2.1. Extractors¶
Extractors are operators that read data from files. The are essentially Casters because the input is always a string, and the output is usually another datatype. Below are examples of using extractors in Pipe objects.
2.1.1. CSVExtractor¶
The CSVExtractor is used to read a csv file and return the data in a pandas DataFrame.
from piperoni.operators.extract.extract_file.csv_ import CSVExtractor
from piperoni.operators.pipe import Pipe
extractor_pipe = Pipe(
[
CSVExtractor()
]
)
extracted_data = extractor_pipe("path/to/file.csv")
2.1.2. ExcelExtractor¶
The ExcelExtractor is used to read an excel file and return the data in a pandas DataFrame.

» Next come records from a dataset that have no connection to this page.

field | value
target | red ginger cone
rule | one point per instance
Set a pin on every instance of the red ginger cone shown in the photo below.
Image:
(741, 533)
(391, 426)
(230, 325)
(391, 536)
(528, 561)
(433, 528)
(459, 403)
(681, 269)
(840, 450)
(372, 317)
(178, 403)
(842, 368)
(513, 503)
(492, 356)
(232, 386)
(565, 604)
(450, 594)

from piperoni.operators.extract.extract_file.excel import ExcelExtractor
from piperoni.operators.pipe import Pipe
extractor_pipe = Pipe(
[
ExcelExtractor()
]
)
extracted_data = extractor_pipe("path/to/file.xlsx")
2.1.3. JSONExtractor¶
The JSONExtractor is used to read a json file and return the data in a pandas DataFrame.
from piperoni.operators.extract.extract_file.json_ import JSONExtractor
from piperoni.operators.pipe import Pipe
extractor_pipe = Pipe(
[
JSONExtractor()
]
)
extracted_data = extractor_pipe("path/to/file.json")
2.1.4. Custom Extractors¶
You may very often need to make your own custom extractor which will be a superclass of any of the
above classes or the base FileExtractor. You need to define your own transform
method that reads
the data, transforms it, and returns it in some fashion.
Below is an example of a custom extractor using the base FileExtractor. It reads a csv separated by tabs, downscopes to a few specific columns, and returns a pandas DataFrame:
from piperoni.operators.extract.extract_file.base import FileExtractor
from piperoni.operators.pipe import Pipe
from pandas import DataFrame
import pandas as pd
class MyCustomExtractor(FileExtractor):
def transform(self, path: str) -> DataFrame:
"""Parses a cif file. This is a demo, and does not really work. """
raw_file = pd.read_csv(path, sepstr = "\t")
data_dict = {}
data_dict["uid"] = raw_file.iloc[2,1]
data_dict["journal"] = raw_file.iloc[1,8]
data_dict["sites"] = raw_file.iloc[1,10:21]
output_df = DataFrame(data = data_dict)
return output_df
extractor_pipe = Pipe(
[
MyCustomExtractor()
]
)
extracted_data = extractor_pipe("path/to/file.csv")